The first thing is border tribes might be converted into traders, either taking them themselves or selling them on or building the biggest "out-of-town" shopping centres in the middle-east.

You protect this area from insurgents on oil-spot principles.

Presumably some Iraqi traders take this stuff into Baghdad and sell it. They need to construct viable trade routes into the city, designed, built and run by Iraqis. This provides jobs, builds infrastructure etc.


John - Does your Oddpost account look like this now?

YahooMail new "Outlook" interface LOOKS really nice. Thanks for the FYI on Oddpost's current interface!

John Robb

Hmm. I do know that the oil spot method wouldn't work in today's world. It is outdated.

Jacob H.

I can't think of any example off hand either. I'm not convinced, however, that this lack of precedence is proof that such change is impossible.

If Barnett was saying "we need to create an Office of Resiliancy to coordinate the efforts of private industry, DoD and State" then I'd be with you in saying that such an approach would be dead on arrival. But I don't hear that. Rather, I hear "we need to network so that _everyone_ understands what the future looks like and how we need to change to meet it." Or, to stop putting words in Dr. Barnett's mouth, I'll quote him directly:

"...rather than propose the possibility of a new Department of Everything Else...it's more logical to assume that DHS could aspire to that role as the country grows more confident in its societal resiliency (both public and private sector--hence my new association withi Enterra Solutions)..."


It all centers on a shared understanding of the present and a common vision of the future. Individuals in private industry sees your work on cascading failtures and low-cost disruptions, recognize their vulnerabilities and fix their own house. Meanwhile, individuals inside DHS hear Barnett, see the changes private industry is making and work to fix their surrounds to respond to the SysAdmin tasks they see a growing need for. As Barnett says, "...it's not a matter of influence but of accuracy..." It gives me Boyd tingles all over - unity, shared experiences and shared focus leading to a common orientation. Barnett's out there describing a unifying vision that offers a common focus.
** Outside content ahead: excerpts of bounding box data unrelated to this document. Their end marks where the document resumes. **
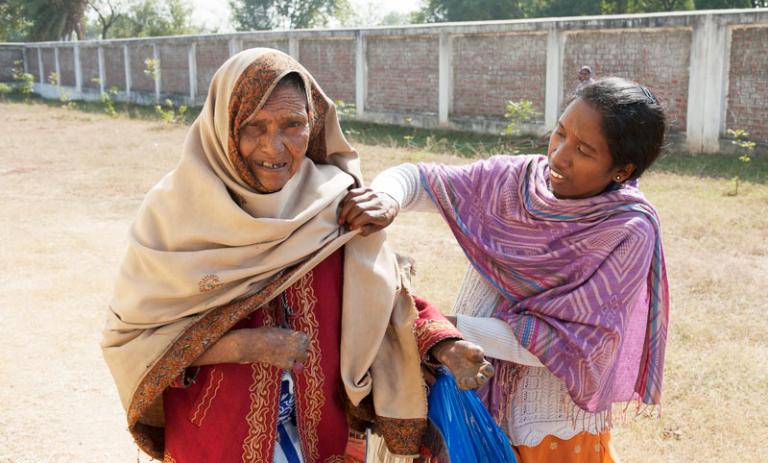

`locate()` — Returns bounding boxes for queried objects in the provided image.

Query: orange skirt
[514,431,619,463]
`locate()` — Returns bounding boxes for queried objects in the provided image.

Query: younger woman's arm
[339,164,438,236]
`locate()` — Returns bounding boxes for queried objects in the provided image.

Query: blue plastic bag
[428,368,517,463]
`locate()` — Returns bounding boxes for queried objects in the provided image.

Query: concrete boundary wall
[0,9,768,152]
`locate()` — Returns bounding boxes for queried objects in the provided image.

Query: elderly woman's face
[239,83,309,193]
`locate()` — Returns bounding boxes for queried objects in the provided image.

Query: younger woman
[340,78,669,462]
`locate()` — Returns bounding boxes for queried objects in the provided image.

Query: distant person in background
[576,66,595,92]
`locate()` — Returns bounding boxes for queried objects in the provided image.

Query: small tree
[11,61,35,101]
[728,129,757,196]
[504,100,539,135]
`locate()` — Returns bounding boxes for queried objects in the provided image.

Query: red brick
[366,36,439,113]
[299,39,356,103]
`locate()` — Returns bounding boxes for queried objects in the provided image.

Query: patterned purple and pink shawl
[419,156,669,413]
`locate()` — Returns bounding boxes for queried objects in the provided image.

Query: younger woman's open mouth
[549,167,565,180]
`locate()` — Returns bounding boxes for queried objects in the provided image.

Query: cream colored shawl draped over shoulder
[102,49,426,457]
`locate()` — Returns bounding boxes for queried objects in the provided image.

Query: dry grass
[0,104,768,463]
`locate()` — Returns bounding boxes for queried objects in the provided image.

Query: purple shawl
[419,156,669,412]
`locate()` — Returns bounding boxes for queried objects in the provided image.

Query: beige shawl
[102,49,426,457]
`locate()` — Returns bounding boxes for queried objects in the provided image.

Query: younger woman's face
[547,98,635,199]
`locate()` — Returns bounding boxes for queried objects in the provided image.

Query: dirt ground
[0,103,768,463]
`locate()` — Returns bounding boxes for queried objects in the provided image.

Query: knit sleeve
[371,163,437,212]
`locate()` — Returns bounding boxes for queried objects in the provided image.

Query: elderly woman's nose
[260,132,285,154]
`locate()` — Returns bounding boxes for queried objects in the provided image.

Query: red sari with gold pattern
[163,249,461,463]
Change flows from actions taken by individuals who have a common orientation, thanks to a coherent and common vision. Change doesn't flow from the Federal Government.
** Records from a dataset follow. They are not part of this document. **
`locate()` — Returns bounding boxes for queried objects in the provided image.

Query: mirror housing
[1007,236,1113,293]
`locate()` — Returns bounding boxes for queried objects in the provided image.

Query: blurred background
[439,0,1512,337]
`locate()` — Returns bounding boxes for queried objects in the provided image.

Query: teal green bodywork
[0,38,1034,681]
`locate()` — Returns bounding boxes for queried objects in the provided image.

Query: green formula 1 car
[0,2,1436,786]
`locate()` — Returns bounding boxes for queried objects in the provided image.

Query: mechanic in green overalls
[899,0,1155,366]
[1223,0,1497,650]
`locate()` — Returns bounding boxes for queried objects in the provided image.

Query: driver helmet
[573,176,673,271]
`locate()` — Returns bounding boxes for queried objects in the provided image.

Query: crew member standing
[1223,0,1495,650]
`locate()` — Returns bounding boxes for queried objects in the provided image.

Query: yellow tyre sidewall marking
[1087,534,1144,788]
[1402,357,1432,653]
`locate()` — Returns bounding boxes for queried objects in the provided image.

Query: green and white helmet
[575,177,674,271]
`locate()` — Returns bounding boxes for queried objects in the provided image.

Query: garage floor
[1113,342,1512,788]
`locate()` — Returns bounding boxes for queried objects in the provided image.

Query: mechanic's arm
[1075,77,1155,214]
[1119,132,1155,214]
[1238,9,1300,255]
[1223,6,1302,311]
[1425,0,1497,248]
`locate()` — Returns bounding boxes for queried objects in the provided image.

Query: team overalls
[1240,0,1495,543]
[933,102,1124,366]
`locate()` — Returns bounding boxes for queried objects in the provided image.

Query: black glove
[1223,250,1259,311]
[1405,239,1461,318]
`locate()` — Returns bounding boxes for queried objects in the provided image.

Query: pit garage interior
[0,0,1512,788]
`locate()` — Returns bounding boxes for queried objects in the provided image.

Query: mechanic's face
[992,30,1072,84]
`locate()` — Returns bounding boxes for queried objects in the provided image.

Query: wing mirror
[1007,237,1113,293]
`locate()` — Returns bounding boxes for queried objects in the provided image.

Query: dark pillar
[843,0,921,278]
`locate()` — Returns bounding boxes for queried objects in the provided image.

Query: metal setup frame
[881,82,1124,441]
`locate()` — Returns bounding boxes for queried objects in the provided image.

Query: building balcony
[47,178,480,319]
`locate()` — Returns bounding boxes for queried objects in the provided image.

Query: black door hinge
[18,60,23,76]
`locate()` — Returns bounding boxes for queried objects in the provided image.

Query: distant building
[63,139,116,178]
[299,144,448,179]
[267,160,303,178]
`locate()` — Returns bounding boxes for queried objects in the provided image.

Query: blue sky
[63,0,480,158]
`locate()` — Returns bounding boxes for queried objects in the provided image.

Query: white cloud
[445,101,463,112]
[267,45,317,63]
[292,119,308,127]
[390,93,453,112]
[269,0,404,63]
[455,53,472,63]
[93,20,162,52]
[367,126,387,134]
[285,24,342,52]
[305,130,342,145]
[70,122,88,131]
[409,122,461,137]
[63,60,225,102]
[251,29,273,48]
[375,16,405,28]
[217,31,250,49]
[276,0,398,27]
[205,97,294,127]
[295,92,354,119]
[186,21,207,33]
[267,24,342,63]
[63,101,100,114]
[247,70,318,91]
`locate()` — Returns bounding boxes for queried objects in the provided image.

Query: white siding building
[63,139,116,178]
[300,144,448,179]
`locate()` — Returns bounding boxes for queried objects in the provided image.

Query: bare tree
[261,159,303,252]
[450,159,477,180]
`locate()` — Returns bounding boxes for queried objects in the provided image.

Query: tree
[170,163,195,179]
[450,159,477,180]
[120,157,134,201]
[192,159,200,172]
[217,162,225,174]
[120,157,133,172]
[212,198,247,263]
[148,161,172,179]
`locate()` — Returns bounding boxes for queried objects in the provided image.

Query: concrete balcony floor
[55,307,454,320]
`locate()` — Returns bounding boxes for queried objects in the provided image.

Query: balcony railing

If the change agent in this story were the Federal Government, I would share your wariness. Its approach to change is to establish a new bureaucratic structure; it works from the outside in. Barnett's working from the inside out. Harmonize the worldview of the individual first, then let those individuals loose and trust them. It is networked change. Think blitzkrieg. Think Boyd. Think Sun Tzu. It is foolish to speak of harmonizing an organization if there is not harmony within the members of that organization.

So the relevant question is not to ask whether the Federal Government has ever pulled something of this scale off without producing even more bureaucratic deadweight. The relevant question is whether the Federal Government has ever had something of this scale done _to_ it, and is there something inherent in its structure and nature that would prevent such inside-out change from succeeding? This is bigger than the Federal Government and it is subtler than the National Security Act of 1947.

As far as a collaboration goes, I hear you. Reading Barnett's blog, I wonder how he finds the time to sleep. But as you can see I'm taken with the idea, so I remain optimistic that it can happen.